In the past there have been concerns raised that VR rehab programs wouldn’t be as effective as in-person home care services, however, this new study disproves this argument.
“Virtually delivered care is an alternative to in-person programs, especially with long wait lists for in-person services, and could help prevent a decline in bodily functions in people living with frailty,” said first author Chinenye Okpara, a PhD candidate at McMaster’s Department of Health Research Methods, Evidence, and Impact.
“Another benefit of virtually-delivered care is that we can reach more people at the same time when running sessions such as physiotherapy or exercise classes, which are typically conducted on a one-to-one basis when delivered in-person.”
Okpara and her team ran the project from August 2020 to November 2021, back when Covid-19 lockdowns were at their peak, and involved 72 participants who were split into either a virtual care group or a control group.

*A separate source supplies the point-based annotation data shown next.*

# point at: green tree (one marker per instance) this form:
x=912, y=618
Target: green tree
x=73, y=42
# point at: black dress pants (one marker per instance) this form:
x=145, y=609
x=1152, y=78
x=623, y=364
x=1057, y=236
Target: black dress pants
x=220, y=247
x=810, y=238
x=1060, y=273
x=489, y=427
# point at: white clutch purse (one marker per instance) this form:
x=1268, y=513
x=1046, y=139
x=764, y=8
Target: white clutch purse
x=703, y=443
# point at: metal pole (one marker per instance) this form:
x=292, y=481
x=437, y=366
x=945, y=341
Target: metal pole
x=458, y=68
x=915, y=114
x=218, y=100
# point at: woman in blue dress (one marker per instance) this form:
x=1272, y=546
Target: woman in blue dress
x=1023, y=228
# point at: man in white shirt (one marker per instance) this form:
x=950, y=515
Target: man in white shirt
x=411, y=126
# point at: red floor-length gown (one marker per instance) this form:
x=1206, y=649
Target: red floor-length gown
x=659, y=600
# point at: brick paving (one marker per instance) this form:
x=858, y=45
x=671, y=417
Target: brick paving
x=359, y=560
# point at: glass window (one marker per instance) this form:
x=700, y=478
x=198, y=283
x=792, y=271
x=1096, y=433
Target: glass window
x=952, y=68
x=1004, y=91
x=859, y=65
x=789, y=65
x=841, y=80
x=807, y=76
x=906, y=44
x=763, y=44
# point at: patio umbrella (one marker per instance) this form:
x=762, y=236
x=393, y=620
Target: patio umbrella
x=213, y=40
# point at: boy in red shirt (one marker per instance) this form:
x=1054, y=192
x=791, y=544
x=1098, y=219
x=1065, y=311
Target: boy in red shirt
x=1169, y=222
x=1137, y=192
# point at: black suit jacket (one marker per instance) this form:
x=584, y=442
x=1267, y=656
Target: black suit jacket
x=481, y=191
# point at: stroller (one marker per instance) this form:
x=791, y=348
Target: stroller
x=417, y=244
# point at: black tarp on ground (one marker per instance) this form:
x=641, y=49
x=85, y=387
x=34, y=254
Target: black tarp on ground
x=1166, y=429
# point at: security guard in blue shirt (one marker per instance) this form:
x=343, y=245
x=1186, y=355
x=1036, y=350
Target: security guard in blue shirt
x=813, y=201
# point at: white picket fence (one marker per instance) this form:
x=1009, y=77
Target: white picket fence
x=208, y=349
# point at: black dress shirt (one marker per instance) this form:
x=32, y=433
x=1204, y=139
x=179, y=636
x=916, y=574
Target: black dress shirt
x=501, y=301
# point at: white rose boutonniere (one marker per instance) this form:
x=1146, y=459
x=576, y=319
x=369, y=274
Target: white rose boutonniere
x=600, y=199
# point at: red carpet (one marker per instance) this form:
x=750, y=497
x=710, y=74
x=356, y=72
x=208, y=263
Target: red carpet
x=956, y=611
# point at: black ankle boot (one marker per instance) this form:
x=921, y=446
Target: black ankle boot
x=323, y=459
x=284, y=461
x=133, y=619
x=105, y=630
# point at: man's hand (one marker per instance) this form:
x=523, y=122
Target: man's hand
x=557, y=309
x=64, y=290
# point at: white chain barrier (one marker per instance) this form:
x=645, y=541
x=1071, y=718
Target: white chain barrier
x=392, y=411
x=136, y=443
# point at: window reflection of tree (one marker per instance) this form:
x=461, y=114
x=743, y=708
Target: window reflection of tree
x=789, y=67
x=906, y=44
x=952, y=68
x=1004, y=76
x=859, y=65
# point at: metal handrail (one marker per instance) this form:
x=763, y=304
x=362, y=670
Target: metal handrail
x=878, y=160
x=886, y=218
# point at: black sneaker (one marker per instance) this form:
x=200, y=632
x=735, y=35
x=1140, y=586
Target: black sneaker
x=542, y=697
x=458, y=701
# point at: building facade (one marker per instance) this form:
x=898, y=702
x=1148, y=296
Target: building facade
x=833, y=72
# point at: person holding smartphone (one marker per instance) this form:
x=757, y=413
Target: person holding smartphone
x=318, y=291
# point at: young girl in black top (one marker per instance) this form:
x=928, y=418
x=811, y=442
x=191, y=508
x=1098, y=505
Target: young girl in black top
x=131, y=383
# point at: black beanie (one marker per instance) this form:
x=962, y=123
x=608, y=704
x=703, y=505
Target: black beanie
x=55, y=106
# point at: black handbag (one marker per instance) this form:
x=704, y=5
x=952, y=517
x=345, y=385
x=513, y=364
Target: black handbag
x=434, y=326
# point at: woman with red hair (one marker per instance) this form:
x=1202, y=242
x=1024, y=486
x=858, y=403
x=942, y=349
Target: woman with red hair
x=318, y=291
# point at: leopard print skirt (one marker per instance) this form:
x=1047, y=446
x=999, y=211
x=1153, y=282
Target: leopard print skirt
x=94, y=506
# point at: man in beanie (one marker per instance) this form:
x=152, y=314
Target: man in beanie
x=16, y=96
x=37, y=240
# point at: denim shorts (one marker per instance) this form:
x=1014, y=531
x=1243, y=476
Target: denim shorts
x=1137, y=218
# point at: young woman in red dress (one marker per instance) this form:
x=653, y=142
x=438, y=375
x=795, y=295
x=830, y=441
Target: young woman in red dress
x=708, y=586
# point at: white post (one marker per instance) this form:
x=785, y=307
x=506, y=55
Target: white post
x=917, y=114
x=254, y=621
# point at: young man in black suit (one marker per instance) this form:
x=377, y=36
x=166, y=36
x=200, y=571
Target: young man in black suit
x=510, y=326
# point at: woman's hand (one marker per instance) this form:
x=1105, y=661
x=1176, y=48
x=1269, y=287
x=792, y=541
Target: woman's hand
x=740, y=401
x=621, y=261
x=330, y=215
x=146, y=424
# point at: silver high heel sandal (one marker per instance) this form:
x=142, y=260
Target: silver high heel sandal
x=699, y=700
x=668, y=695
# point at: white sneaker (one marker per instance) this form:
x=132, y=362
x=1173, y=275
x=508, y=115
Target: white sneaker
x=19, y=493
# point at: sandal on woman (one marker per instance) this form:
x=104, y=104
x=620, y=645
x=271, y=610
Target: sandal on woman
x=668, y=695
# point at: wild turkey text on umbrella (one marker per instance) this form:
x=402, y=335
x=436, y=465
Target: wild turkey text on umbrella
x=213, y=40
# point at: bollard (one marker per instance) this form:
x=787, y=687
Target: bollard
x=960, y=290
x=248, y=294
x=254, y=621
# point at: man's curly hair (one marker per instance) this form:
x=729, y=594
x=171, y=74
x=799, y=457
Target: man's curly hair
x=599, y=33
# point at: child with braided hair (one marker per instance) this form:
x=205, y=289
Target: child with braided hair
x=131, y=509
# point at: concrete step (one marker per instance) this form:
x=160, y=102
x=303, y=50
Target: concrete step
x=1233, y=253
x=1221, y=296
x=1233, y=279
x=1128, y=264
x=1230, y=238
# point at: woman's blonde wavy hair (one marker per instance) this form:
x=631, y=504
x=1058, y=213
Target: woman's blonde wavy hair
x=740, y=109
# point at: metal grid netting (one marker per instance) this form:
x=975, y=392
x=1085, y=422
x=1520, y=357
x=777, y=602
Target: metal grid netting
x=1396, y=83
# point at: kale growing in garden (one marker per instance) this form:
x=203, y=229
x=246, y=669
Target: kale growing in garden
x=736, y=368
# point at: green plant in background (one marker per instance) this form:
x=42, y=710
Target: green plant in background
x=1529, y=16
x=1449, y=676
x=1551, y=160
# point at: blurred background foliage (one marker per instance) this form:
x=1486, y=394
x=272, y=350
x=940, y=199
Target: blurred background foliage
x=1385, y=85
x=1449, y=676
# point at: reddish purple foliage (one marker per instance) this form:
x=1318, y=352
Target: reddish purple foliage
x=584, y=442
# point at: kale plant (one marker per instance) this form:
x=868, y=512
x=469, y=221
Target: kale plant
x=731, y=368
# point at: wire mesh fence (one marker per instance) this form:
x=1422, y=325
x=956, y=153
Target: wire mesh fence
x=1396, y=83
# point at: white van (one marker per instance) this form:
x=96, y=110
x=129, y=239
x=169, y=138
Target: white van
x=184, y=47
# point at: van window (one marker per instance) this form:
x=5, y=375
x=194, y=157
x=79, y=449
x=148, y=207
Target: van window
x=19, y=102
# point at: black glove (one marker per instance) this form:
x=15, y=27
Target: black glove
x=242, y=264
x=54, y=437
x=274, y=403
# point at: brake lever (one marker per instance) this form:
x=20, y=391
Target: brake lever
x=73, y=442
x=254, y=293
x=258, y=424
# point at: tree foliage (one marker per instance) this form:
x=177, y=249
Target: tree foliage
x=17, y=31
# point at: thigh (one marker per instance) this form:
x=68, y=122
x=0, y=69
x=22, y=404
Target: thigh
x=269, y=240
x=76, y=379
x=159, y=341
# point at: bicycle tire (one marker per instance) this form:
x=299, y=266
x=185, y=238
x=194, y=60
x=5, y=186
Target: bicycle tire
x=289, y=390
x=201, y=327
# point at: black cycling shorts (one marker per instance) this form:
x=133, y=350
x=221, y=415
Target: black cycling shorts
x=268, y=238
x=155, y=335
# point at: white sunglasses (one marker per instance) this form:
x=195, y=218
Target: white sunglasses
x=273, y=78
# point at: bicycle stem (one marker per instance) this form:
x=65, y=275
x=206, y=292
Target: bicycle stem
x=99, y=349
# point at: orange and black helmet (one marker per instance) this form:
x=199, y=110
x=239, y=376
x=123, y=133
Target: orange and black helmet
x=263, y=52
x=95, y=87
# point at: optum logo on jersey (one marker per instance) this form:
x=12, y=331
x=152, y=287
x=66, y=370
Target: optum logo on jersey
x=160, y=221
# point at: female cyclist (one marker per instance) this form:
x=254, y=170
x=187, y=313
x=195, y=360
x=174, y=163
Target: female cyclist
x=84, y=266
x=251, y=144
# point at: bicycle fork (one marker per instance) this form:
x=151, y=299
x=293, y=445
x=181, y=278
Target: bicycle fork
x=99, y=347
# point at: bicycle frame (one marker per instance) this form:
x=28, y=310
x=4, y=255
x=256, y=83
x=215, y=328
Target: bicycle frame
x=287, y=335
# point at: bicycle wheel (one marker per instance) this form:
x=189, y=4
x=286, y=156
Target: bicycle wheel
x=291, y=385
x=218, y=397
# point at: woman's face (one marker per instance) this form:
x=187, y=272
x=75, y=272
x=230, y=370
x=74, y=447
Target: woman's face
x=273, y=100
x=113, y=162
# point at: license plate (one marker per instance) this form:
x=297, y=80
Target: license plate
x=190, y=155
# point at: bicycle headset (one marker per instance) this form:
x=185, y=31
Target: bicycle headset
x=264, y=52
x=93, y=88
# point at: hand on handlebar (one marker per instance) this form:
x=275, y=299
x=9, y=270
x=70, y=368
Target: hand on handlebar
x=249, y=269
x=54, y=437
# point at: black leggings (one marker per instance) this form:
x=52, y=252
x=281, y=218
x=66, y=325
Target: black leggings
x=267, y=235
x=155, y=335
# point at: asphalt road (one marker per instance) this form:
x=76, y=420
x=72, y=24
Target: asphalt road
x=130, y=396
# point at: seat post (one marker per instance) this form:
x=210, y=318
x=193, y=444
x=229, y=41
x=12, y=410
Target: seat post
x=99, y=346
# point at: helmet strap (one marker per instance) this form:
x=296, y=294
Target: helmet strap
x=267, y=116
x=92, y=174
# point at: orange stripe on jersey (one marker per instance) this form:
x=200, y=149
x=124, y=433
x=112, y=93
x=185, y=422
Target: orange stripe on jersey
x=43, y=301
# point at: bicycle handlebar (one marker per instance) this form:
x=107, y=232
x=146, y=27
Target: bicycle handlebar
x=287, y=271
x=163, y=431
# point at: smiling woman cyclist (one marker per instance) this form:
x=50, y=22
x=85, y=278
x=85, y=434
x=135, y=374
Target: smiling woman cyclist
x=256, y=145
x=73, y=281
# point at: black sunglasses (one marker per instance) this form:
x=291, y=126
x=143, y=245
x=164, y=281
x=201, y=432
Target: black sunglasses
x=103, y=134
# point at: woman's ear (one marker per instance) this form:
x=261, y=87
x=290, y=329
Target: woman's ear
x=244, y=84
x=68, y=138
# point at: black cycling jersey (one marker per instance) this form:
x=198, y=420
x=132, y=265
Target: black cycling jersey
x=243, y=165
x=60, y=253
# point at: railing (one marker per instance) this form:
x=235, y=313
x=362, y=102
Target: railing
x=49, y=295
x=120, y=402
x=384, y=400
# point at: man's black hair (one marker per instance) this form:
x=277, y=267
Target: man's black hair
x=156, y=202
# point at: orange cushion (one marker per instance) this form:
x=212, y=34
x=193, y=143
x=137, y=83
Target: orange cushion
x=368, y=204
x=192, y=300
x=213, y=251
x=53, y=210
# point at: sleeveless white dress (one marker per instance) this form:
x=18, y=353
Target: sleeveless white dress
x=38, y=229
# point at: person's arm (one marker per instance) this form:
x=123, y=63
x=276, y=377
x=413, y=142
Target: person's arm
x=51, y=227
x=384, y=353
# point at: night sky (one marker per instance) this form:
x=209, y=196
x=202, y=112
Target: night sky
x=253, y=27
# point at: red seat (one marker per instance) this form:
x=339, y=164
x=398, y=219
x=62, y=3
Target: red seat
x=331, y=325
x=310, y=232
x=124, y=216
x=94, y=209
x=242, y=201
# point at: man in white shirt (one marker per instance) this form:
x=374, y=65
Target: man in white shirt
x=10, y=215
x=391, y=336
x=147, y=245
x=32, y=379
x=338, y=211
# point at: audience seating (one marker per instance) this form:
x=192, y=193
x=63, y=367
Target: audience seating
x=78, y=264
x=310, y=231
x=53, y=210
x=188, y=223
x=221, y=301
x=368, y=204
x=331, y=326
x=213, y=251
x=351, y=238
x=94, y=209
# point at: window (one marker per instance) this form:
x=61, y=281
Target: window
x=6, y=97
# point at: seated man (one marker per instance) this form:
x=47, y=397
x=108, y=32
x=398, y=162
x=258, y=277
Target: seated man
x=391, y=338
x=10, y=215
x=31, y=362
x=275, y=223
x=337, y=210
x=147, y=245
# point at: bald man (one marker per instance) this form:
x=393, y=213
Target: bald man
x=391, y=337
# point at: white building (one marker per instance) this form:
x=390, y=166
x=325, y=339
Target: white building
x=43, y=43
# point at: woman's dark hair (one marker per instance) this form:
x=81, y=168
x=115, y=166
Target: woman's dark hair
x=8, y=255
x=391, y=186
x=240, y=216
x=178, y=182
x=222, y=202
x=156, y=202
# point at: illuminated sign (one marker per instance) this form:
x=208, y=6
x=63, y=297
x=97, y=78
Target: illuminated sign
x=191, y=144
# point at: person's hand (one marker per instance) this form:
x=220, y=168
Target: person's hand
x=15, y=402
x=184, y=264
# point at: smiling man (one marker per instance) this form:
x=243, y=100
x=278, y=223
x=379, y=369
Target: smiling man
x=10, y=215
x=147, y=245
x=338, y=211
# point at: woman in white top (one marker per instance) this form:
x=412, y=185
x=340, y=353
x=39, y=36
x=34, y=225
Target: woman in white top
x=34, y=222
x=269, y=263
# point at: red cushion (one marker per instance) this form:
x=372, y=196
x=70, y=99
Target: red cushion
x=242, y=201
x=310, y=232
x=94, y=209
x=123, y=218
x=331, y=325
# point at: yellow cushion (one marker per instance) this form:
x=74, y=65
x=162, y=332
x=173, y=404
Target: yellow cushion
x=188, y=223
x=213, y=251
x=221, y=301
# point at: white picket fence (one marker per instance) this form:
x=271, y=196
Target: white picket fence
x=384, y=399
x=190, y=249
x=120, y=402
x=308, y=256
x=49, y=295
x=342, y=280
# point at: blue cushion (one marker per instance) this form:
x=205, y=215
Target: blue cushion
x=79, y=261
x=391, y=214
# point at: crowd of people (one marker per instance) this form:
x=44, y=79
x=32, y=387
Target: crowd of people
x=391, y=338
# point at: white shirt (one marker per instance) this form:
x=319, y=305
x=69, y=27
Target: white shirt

The virtual care group involved twice-weekly live-streamed exercise sessions, one phone call a week from student volunteers, medication review consultations and nutrition counselling via videoconference and protein supplementation. As opposed to the control group, which only received once-weekly calls from volunteers.
The results showed that 81 per cent of the participants in the virtual care group were more than happy with the arrangement and would attend their recommended VR exercise classes.
“With the growing population of older adults…health care needs to develop new, innovative models that support older adults being able to live in their own homes,” said Alexandra Papaioannou, professor in the Department of Medicine at McMaster University and principal investigator of the study.
“Our model on virtual frailty rehabilitation resulted in improvements such as being able to cross the street, rise from the chair without needing assistance and allow people to remain in their own homes with the support of their families and the health care system.”
Some healthcare institutes in Australia have already welcomed the idea of using VR as a way to treat patients.
My Home Hospital in Adelaide is a joint venture launched by Calvary and Medibank in collaboration with SA Health.
This innovative program not only ensures that emergency departments and wards are available for those in urgent need, but it also allows patients to receive visits from healthcare professionals in the comfort of their own homes.
Executive medical director Dr Emily Kirkpartik says everything from reviewing wounds to blood tests can all be done at the patient’s home.
“These patients can be really unwell often needing blood tests, imaging, oxygen therapy. All of that we deliver directly to the patient in their home,” Kirkpatrick said.
“We see this being a true game changer as to how we’re going to deliver future health care in this nation.”
Flinders University is in the process of being able to provide affordable and effective digital care for people with chronic diseases. The $1 million project aims to enhance the efficiency and accessibility of virtual care and telemonitoring, with the goal of reducing emergency department visits, hospital admissions, GP clinic waiting times, and ambulance ramping.